Retour sur PES donc … près de … près de 13 ans après PES 6 et le dernier véritable PES que j’ai poncé de bout en bout. L’époque des Adriano, Babel, de la grande équipe du Milan … bref une époque trèèèèèès lointaine. Et, même si je joue beaucoup moins souvent qu’avant à FIFA, les presque 10 ans d’habitude ont la vie dure et si les premières minutes m’ont demandé un peu de temps pour m’adapter, le plaisir est réel.

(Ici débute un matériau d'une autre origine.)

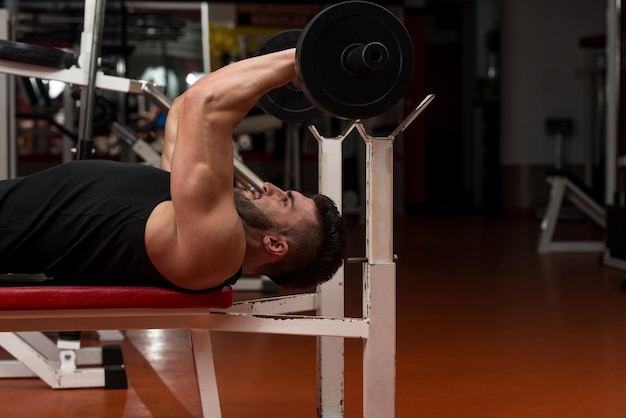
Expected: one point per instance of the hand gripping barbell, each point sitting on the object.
(354, 60)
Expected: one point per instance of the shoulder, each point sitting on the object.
(214, 254)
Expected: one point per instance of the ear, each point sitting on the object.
(275, 245)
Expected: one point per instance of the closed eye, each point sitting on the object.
(288, 199)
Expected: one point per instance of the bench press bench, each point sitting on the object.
(26, 312)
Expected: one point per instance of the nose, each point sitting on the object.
(269, 189)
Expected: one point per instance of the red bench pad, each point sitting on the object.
(103, 297)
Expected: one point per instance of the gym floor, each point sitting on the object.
(487, 328)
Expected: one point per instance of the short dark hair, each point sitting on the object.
(326, 241)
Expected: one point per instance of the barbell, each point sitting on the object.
(354, 60)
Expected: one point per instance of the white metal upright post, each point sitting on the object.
(330, 301)
(379, 281)
(8, 138)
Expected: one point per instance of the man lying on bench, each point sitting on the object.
(100, 222)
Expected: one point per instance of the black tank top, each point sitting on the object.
(83, 223)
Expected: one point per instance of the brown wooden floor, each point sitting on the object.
(487, 328)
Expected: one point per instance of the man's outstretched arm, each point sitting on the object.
(210, 240)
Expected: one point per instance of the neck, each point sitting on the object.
(253, 258)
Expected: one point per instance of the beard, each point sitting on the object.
(250, 214)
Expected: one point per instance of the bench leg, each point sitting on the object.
(205, 373)
(59, 372)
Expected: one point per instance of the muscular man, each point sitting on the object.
(99, 222)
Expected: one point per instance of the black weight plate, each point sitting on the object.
(321, 72)
(35, 54)
(286, 103)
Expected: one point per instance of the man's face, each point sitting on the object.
(274, 207)
(249, 213)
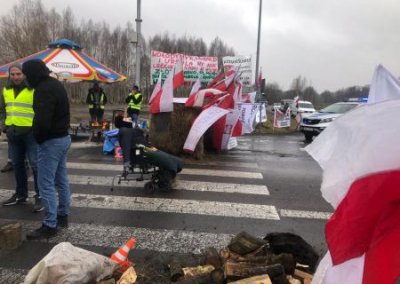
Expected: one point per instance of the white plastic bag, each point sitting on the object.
(68, 264)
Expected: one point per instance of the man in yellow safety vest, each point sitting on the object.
(134, 101)
(16, 119)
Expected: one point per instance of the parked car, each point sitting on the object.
(317, 122)
(305, 108)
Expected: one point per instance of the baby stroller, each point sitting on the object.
(143, 162)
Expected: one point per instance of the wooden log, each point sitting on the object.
(198, 270)
(244, 243)
(10, 236)
(235, 270)
(296, 246)
(259, 279)
(212, 257)
(175, 269)
(218, 276)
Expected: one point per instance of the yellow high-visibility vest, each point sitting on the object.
(19, 110)
(132, 104)
(101, 101)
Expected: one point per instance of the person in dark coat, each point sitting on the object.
(96, 100)
(50, 129)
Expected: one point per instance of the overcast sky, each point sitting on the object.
(333, 43)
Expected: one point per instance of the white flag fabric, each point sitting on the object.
(384, 86)
(206, 118)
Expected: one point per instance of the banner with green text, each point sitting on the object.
(193, 66)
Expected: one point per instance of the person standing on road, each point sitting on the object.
(134, 101)
(96, 100)
(50, 129)
(16, 120)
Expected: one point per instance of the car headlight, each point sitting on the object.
(326, 120)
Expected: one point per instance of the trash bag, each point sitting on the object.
(68, 264)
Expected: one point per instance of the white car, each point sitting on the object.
(305, 108)
(317, 122)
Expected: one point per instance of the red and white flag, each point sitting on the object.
(204, 121)
(179, 78)
(196, 87)
(157, 88)
(359, 153)
(164, 99)
(198, 99)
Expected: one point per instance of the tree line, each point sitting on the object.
(29, 26)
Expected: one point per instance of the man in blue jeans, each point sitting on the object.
(50, 129)
(16, 119)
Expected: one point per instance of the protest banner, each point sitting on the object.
(243, 65)
(194, 67)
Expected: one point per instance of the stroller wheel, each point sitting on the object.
(149, 187)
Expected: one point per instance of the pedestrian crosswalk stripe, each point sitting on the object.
(160, 240)
(180, 185)
(182, 206)
(305, 214)
(220, 173)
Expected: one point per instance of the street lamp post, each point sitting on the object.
(138, 21)
(258, 43)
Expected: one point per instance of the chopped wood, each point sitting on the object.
(296, 246)
(259, 279)
(212, 257)
(198, 270)
(243, 270)
(244, 243)
(302, 275)
(10, 236)
(218, 276)
(175, 269)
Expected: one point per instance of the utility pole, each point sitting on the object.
(138, 21)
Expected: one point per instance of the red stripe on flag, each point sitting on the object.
(369, 212)
(382, 262)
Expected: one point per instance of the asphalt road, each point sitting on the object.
(267, 184)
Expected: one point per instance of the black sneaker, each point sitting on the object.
(7, 168)
(62, 221)
(42, 232)
(14, 200)
(38, 206)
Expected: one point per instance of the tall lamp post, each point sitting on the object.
(258, 44)
(138, 21)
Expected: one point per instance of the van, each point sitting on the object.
(305, 108)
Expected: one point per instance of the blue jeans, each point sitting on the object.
(22, 146)
(52, 172)
(135, 118)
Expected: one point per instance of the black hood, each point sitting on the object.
(35, 71)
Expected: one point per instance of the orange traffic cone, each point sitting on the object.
(121, 255)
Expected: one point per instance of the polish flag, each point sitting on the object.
(178, 76)
(196, 87)
(163, 100)
(359, 153)
(156, 89)
(198, 99)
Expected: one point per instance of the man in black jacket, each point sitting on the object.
(50, 129)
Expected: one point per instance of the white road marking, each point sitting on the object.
(180, 185)
(305, 214)
(181, 206)
(160, 240)
(219, 173)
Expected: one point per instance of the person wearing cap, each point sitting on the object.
(134, 101)
(16, 120)
(96, 100)
(50, 129)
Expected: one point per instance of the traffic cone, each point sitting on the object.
(121, 255)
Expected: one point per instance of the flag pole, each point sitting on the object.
(258, 44)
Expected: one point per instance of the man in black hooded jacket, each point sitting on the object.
(50, 129)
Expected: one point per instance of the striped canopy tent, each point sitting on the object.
(66, 59)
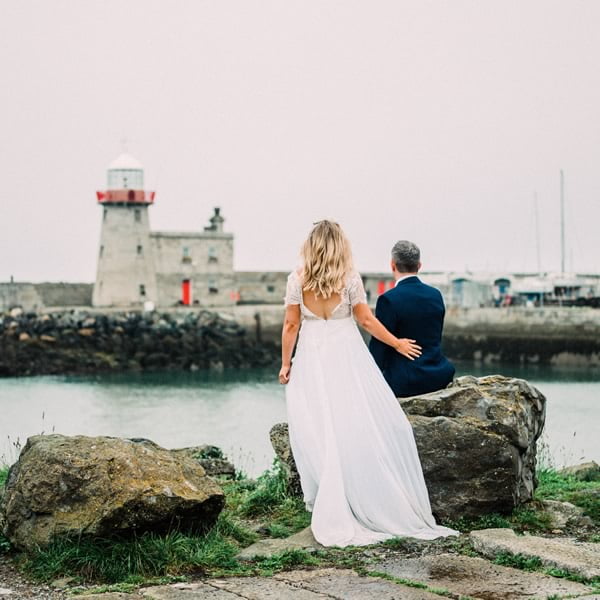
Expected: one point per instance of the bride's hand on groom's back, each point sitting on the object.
(408, 348)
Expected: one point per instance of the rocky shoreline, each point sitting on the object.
(77, 342)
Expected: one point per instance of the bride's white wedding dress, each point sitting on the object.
(353, 445)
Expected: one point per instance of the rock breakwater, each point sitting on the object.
(80, 342)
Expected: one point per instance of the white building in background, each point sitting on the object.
(137, 266)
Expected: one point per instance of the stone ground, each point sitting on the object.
(392, 575)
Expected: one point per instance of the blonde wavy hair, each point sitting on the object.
(326, 259)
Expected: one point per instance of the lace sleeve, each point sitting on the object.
(293, 293)
(356, 290)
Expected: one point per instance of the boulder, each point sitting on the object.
(100, 486)
(476, 441)
(211, 458)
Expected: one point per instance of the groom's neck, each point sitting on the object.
(398, 275)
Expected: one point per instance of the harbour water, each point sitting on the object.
(235, 410)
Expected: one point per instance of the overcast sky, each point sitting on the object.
(435, 121)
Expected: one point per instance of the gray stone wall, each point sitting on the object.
(260, 287)
(22, 295)
(205, 259)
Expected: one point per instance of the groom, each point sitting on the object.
(412, 310)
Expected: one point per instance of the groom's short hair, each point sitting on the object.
(406, 256)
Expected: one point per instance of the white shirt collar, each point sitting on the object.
(403, 278)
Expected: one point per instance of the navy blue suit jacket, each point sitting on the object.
(413, 310)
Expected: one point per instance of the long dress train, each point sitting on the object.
(353, 445)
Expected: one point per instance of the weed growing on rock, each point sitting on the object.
(585, 494)
(3, 474)
(518, 561)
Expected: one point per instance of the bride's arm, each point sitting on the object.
(367, 320)
(289, 333)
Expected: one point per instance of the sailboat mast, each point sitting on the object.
(562, 221)
(537, 232)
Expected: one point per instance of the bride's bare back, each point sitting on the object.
(319, 306)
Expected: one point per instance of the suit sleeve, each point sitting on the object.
(380, 351)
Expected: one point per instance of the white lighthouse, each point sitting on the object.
(126, 271)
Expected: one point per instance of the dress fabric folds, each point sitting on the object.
(353, 445)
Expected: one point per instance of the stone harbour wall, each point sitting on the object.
(81, 342)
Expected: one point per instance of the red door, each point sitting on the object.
(186, 292)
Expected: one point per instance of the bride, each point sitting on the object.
(353, 445)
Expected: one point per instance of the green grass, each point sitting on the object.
(518, 561)
(263, 504)
(3, 474)
(255, 509)
(4, 543)
(585, 494)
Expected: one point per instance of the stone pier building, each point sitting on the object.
(137, 266)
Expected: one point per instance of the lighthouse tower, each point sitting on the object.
(126, 273)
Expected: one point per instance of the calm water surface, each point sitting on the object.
(235, 410)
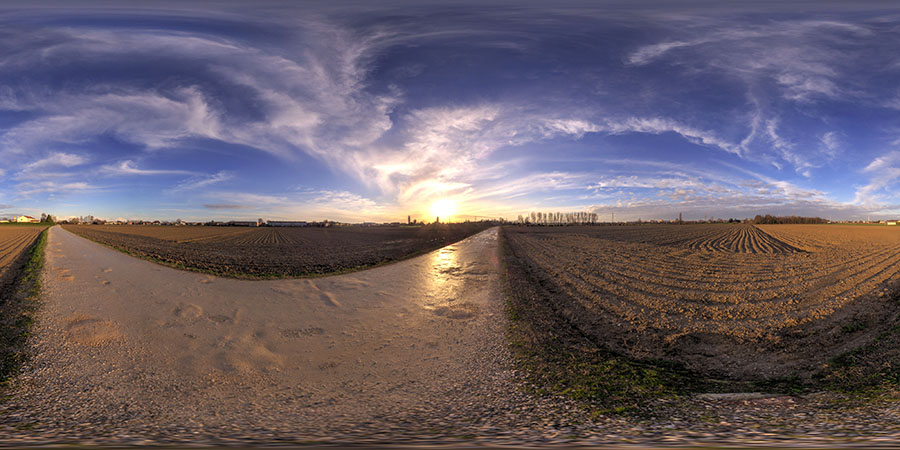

Le rythme est beaucoup plus posé et aussi beaucoup moins tolérant. C’est d’ailleurs un des points que j’abordais après la demo sur Twitter. Le coté permissif de FIFA est pour moi une « force » dans le sens où il permettra  de jouer plus facilement avec des amis qui n’ont pas l’habitude. Au contraire, PES 2020 est lui beaucoup plus pointu et exigeant. Mais, ces deux points, font justement tout l’intérêt du jeu, qui, une fois maîtrisés font qu’on prend véritablement énormément de plaisir dans la construction des actions. Surtout, c’est ce sentiment d’être dirigé et forcé par le jeu qui n’est pas présent à l’instar d’un FIFA et qui peut s’avérer tout aussi frustrant. Ici, si vous ne réussissez pas une passe, c’est (presque) uniquement de votre faute.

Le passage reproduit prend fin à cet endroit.